C’était ridicule. La génération spontanée, c’était une fumisterie du dix-septième siècle. Les insectes ne se reproduisaient pas comme ça. Et, même si des œufs de guêpe pouvaient produire des insectes adultes en l’espace de douze heures, ce n’était pas la saison de la ponte, qui avait lieu au mois d’avril ou de mai. L’automne était au contraire la saison où elles mouraient.
Vivantes énigmes, les guêpes bourdonnaient furieusement à l’intérieur du bol.
Portant le nid, il descendit l’escalier et traversa la cuisine. Il ouvrit la porte du fond qui donnait sur une petite plate-forme, celle où le laitier déposait sa livraison pendant l’été. Un petit vent glacé transperça son corps pratiquement nu et le froid intense du béton de la plate-forme lui engourdit instantanément les pieds. Avec précaution il posa à terre le plateau avec le bol renversé. Se redressant, il regarda le thermomètre à côté de la porte : RETROUVEZ LA FORME AVEC SEVEN-UP, disait-il, et le mercure marquait moins deux. Le froid les tuerait avant le matin. Il rentra à l’intérieur et ferma énergiquement la porte.

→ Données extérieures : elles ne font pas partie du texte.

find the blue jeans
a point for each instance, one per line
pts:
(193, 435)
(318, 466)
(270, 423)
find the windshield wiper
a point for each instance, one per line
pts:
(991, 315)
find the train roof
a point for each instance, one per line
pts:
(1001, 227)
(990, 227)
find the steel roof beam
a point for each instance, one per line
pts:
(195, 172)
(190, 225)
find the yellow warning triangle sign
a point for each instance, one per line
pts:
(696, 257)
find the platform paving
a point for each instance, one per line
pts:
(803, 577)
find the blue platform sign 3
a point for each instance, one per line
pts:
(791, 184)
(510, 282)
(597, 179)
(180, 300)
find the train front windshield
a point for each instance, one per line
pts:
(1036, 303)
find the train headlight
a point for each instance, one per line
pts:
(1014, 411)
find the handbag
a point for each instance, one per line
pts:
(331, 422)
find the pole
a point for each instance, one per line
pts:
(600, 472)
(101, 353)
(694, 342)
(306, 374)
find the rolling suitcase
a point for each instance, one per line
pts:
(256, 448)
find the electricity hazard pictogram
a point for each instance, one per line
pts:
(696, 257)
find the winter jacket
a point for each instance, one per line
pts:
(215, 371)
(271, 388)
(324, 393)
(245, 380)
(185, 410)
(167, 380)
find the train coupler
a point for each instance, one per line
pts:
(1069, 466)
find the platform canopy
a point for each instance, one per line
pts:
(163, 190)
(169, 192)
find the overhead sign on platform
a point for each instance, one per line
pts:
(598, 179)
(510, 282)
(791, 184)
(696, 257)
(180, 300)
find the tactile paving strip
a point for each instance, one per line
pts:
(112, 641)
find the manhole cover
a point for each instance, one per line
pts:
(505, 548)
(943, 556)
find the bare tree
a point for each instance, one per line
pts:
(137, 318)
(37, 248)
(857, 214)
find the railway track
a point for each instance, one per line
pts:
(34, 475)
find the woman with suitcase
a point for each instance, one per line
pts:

Soudain l’hôtel parut s’animer d’une multitude de bruits furtifs : grincements, gémissements et le reniflement sournois du vent autour du toit où d’autres nids de guêpes avaient peut-être poussé, comme des fruits vénéneux.
Elles étaient revenues.
Et tout d’un coup il lui sembla que l’Overlook ne lui plaisait plus tellement, non pas tant à cause des guêpes qui avaient piqué son fils et survécu à l’assaut de la bombe insecticide qu’à cause de l’hôtel lui-même.
Avant de remonter l’escalier pour retrouver sa femme et son fils, il prit une résolution inébranlable :
Désormais, tu ne te laisseras pas emporter, quoi qu’il arrive.
S’engageant dans le couloir qui conduisait à leur appartement, il s’essuya les lèvres du revers de sa main.